China XLX Fertiliser Ltd. (01866.HK) reported a 51.7% surge in first-quarter net profit attributable to owners, fueled by higher sales volumes and prices for its core products amid a favorable operating environment.
"Underpinned by the peak planting season, domestic urea prices are expected to remain firm and stable in general," Mr. Liu Xingxu, Chairman of China XLX, said in a statement regarding the second-quarter outlook. "However, due to ample supply and other factors, there is limited room for further price increases."
For the quarter ended March 31, the fertiliser producer's net profit climbed to RMB 300 million, or RMB 24.1 cents per share. The company's press release did not include consensus estimates for comparison.
The strong performance was largely driven by the company's urea business, which saw revenue increase 27.6% year-over-year to approximately RMB 1.96 billion. This was the result of a 21.4% rise in sales volume and a 5.2% increase in the average selling price.
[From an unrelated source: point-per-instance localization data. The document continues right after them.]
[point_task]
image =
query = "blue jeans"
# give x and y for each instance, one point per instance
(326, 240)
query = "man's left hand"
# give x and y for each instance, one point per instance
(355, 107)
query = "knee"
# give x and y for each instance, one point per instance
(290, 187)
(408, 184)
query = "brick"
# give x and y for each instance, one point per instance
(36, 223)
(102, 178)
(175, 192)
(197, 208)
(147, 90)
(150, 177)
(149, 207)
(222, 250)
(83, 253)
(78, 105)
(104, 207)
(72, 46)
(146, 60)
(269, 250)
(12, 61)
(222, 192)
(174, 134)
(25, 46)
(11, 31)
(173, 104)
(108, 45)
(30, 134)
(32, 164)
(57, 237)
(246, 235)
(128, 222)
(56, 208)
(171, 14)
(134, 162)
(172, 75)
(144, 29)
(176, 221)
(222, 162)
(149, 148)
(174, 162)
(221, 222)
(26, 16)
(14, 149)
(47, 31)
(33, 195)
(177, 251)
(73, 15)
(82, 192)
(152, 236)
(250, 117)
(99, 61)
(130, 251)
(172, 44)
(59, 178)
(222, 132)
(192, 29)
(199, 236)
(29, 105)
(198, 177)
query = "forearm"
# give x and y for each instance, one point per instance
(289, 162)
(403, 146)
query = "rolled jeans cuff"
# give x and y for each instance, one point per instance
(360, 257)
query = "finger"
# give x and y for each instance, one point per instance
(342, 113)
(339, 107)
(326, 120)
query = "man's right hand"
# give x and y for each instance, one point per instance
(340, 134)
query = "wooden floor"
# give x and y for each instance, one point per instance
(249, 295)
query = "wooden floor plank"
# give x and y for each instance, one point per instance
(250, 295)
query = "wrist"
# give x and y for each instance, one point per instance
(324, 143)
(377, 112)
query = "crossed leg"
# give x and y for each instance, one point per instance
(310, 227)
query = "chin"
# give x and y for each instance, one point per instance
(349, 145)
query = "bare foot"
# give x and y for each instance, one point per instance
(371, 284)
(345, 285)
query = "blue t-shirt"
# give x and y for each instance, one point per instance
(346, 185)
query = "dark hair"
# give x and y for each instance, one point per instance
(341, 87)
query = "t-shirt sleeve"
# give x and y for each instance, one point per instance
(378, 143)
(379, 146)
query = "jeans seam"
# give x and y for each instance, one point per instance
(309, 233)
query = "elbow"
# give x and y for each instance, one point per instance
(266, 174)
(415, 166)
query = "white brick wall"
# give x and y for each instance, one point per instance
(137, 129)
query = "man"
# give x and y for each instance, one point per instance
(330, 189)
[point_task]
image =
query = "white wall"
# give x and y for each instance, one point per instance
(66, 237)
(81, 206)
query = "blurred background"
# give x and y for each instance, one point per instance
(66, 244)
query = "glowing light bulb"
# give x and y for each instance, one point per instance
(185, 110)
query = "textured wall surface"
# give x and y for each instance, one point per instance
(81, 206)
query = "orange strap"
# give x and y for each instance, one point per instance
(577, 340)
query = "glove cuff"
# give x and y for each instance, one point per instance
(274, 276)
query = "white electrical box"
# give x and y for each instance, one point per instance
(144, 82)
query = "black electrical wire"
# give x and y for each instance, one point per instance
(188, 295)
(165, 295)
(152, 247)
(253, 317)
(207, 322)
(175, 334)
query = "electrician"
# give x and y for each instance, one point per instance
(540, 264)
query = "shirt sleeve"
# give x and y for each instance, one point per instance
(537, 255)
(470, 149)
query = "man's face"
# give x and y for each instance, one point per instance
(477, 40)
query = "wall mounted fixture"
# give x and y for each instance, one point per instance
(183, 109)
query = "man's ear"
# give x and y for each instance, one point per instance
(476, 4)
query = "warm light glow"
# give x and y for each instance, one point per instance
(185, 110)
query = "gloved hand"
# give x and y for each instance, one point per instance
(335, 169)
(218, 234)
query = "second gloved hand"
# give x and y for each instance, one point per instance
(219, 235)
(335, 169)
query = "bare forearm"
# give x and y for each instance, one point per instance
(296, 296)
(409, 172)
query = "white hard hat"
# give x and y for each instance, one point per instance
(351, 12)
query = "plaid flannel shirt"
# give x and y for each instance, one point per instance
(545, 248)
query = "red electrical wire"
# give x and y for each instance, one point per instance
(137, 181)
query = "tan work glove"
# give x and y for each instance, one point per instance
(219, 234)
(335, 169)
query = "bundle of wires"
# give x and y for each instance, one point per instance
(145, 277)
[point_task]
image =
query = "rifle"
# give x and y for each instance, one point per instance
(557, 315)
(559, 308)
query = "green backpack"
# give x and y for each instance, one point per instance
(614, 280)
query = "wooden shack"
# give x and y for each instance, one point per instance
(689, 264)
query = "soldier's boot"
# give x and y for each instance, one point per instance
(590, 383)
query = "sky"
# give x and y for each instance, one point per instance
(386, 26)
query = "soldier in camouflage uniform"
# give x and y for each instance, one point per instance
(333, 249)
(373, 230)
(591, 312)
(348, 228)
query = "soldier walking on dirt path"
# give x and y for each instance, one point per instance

The segment's gross profit margin expanded by 10 percentage points to 27%, benefiting from lower feedstock costs and economies of scale from its Jiujiang Phase II project.
Revenue from the compound fertiliser segment grew 8.7% to RMB 1.69 billion, supported by an 8.2% increase in sales volume as the company expanded its distribution network. However, the gross margin for this segment tightened by 1.9 percentage points to 12% due to higher feedstock costs.
The results signal that the company's strategy of optimizing its product mix and expanding marketing channels is delivering growth. Investors will be watching the scheduled second-quarter start of a new 700,000-tonne urea facility, which represents the next major catalyst for production growth.
This article is for informational purposes only and does not constitute investment advice.